Local women love the physicality, team aspect of roller derby

Photo courtesy of Mark McClary.Local roller derby players, left to right, are Jena McClary of Derry, Shelby Walker of North Andover and Heather Iram Faretra of Methuen.

This is not exactly breaking news, and not a lot of people would know it, but the Roller Derby season is rapidly approaching.

It begins in April and runs well into the fall, with the nearest league holding competitions in Manchester, N.H., at the JFK Coliseum.

Who knew? Well, there are a number of local women who are well aware and they’re anxious for the season to begin. Their names are Jenna McClary of Derry, Heather Iram Faretra of Methuen and Shelby Walker of North Andover.

For these women, all of whom are in their mid-40s, there is nothing comparable to roller derby and the season can’t come fast enough.

“It’s taxing but it’s a lot of fun and I love to challenge myself,” said the 45-year-old Walker, who is an attorney who works in Cambridge. “I think it’s really empowering.”

Agrees 44-year-old Faretra: “It’s hard work, one of the hardest things I’ve ever done, but it’s fun and I love that it’s an accepting community. I look forward to playing with my teammates.”

Faretra, a special ed teacher in Methuen who goes by the name “Stormy Heather” (all players have a catchy nickname), has been playing in the New Hampshire Roller Derby League for only three years as a member of the New Hampshire Roller Derby All-Stars team while Walker, or “Shel B Trouble” has been involved for six years. 
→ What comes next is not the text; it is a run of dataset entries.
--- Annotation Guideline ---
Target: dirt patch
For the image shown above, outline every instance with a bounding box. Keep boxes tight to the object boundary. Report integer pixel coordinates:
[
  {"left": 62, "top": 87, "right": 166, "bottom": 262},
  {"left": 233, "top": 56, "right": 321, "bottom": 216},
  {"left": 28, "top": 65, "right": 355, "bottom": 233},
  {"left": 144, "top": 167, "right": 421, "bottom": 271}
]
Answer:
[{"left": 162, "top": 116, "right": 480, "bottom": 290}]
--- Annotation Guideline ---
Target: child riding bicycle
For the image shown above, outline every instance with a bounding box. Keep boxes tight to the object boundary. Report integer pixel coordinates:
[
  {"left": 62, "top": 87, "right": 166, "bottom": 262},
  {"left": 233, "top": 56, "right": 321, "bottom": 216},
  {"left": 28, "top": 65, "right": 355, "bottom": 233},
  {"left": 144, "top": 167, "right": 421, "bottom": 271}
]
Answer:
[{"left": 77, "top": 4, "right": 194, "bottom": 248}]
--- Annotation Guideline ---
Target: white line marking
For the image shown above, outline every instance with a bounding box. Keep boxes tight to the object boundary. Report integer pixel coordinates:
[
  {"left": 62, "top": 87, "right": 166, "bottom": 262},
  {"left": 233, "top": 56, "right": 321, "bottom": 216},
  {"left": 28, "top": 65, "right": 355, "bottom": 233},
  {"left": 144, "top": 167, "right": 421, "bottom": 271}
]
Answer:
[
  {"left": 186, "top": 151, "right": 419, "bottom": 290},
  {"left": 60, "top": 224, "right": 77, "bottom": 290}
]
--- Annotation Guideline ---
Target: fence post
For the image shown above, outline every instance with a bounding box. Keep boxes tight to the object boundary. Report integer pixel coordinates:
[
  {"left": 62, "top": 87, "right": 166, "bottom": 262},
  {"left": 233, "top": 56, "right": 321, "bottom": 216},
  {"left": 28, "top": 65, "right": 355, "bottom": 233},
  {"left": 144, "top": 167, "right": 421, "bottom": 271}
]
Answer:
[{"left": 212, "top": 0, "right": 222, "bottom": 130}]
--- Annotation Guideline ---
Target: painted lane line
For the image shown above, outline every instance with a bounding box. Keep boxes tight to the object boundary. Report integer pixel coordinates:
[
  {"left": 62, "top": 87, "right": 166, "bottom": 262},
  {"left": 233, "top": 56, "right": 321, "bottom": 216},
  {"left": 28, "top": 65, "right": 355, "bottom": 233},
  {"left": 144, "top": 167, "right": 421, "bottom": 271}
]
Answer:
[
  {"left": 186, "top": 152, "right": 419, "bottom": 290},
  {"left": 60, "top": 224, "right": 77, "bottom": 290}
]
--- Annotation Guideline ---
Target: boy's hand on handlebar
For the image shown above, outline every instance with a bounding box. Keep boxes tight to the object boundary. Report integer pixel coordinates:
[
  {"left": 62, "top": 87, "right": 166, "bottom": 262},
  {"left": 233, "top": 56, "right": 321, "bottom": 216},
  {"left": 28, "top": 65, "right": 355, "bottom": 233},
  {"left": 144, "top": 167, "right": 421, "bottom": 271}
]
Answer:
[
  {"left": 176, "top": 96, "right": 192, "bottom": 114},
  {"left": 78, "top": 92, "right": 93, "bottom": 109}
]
Of the three, the 43-year-old McClary, or “Pixie Bruiser,” is a grizzled veteran, having played off and mostly on for 11 years, pretty much since the league started in 2007.

“I like the exercise the most,” said McClary. “I never get to the gym and I like the roller skating plus I like the contact. I don’t get tired of it.”
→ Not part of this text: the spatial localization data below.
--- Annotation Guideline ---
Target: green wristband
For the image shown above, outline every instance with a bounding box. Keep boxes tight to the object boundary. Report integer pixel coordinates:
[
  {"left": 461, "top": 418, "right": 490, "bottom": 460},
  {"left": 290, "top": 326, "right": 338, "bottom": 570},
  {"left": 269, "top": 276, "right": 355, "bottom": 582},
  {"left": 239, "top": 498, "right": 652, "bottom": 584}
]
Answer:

McClary, Faretra and Walker are all “blockers” for the All-Stars and they get plenty of contact in what is clearly a physical sport. That, and the teamwork involved, is one of the main things that drew them to the sport.

“I was attracted to it because it was a contact female sport and it was something I could do that was different,” said Walker, who played field hockey, soccer, basketball and softball growing up in Ipswich. “There aren’t a lot of team sports available to older women and really no contact sports.
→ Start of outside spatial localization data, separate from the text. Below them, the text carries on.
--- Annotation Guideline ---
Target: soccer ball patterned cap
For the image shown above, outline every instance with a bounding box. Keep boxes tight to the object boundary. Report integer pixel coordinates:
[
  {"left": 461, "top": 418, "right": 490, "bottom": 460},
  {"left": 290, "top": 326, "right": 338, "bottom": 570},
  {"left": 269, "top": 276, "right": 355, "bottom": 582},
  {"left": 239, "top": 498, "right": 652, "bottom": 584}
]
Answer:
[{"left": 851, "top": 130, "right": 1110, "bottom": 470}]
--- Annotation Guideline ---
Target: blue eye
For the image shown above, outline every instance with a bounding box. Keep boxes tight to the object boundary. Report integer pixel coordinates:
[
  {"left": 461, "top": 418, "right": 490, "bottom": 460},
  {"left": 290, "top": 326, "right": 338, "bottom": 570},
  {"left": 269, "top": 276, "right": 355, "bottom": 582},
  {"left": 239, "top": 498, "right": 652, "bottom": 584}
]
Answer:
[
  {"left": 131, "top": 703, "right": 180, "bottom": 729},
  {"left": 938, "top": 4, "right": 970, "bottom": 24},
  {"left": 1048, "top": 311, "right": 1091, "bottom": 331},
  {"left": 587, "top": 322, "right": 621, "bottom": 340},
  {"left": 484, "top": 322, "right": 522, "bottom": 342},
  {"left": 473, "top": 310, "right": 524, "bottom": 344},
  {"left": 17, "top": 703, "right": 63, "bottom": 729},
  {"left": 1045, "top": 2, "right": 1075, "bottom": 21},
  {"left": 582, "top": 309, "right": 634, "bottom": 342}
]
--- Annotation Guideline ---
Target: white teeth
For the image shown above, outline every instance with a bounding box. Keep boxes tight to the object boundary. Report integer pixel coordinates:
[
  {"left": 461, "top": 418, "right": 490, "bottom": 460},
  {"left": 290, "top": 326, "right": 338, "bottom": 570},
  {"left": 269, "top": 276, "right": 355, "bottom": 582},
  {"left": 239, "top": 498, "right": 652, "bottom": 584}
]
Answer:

“I think it’s empowering. You get to skate and you get to hit.”

Faretra, who grew up in Newburyport, played some rugby while a student at Oberlin College and became a fan of contact sports, making roller derby a natural for her.

“It (roller derby) is very physical,” said Faretra. “It’s like a hockey level of checking and you get your share of bumps and bruises.”

The physical nature of roller derby has remained constant over the years, even though from its early days in the 1970s and 1980s there has been a steady flow of rules implemented to ensure safety. While hitting, for example, players can’t use their head, elbows, knees or feet.

Partly because of the surge of new rules, the game has changed a bit in the last decade according to McClary.

“There is still plenty of contact — there are a lot of penalties — but the game is more refined now and it’s gotten more competitive,” said McClary, who previously lived in Haverhill and is a graphic designer working in Groveland. “There’s more strategy and you have to be thinking ahead all the time.”

Perhaps because she is an attorney, Walker appreciates the mental aspect of the sport.

“It’s not a tame sport and it’s still fast-paced but it’s evolved into a more strategic game,” said Walker. “You really need to plan ahead and work as a unit.”

The combination of terrific exercise with its physical nature, plus that the reality that it’s also a good (and one of the only for older women) team sport that requires mental adjustments all make the players envision playing for years to come.

“I plan on playing until my body says I can’t do it anymore,” says Faretra. “I hope to play for quite awhile.”

Sounding a little bit like Tom Brady, Walker has a similar vision. “Assuming I’m injury free, I’d like to play until I’m 50,” she said. “It’s fun and I want  to keep challenging myself.”